Your name and your farm

Tracy & Mike Rush
Timm-Rush, Inc.

Location of your farm

Lord's Valley between Harrington & Sprague. About 45 miles southwest of Spokane.

History of your farm

Our family homesteaded herein 1888. I am 4th generation to run the farm. I am a 55-year-old woman and this (2011) is my 22nd crop I have in the ground. My 23-year-old daughter and her husband are Whitworth University graduates and may be interested in some aspect of farming in a few years–ecotourism, I believe. We raise mostly wheat and sometimes barley or triticale

Why do you think direct seeding is important to the future of agriculture?

I believe city folk and our government will win the vote and decide that dust is their enemy. I also believe that if we don't do something to create and restore soil (as the last generation pulverized the heck out of it), that we won't have any left.
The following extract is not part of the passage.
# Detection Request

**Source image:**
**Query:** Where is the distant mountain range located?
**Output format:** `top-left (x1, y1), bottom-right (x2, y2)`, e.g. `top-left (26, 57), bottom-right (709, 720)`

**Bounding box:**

Why are you involved with Shepherd’s Grain?

Primarily to keep our product local, as it is the best in the world. Shepherd's Grain provides the opportunity to inform the public of how precious a safe food supply is. Public awareness and support is one of our biggest hurdles for the future of farming. Also, to give myself additional marketing options. I like the family we have become, too.

Why do you think it is important to develop relationships between the grower and Shepherd’s Grain customers?

As we go deeper into the Shepherd's Grain project it seems that consumers really are willing and able to shop local and enjoy not only a better, safer product, but support a way of life they have only heard about. Public Relations is everything. Understanding each other’s problems has made for, in many cases, a sustainable working arrangement.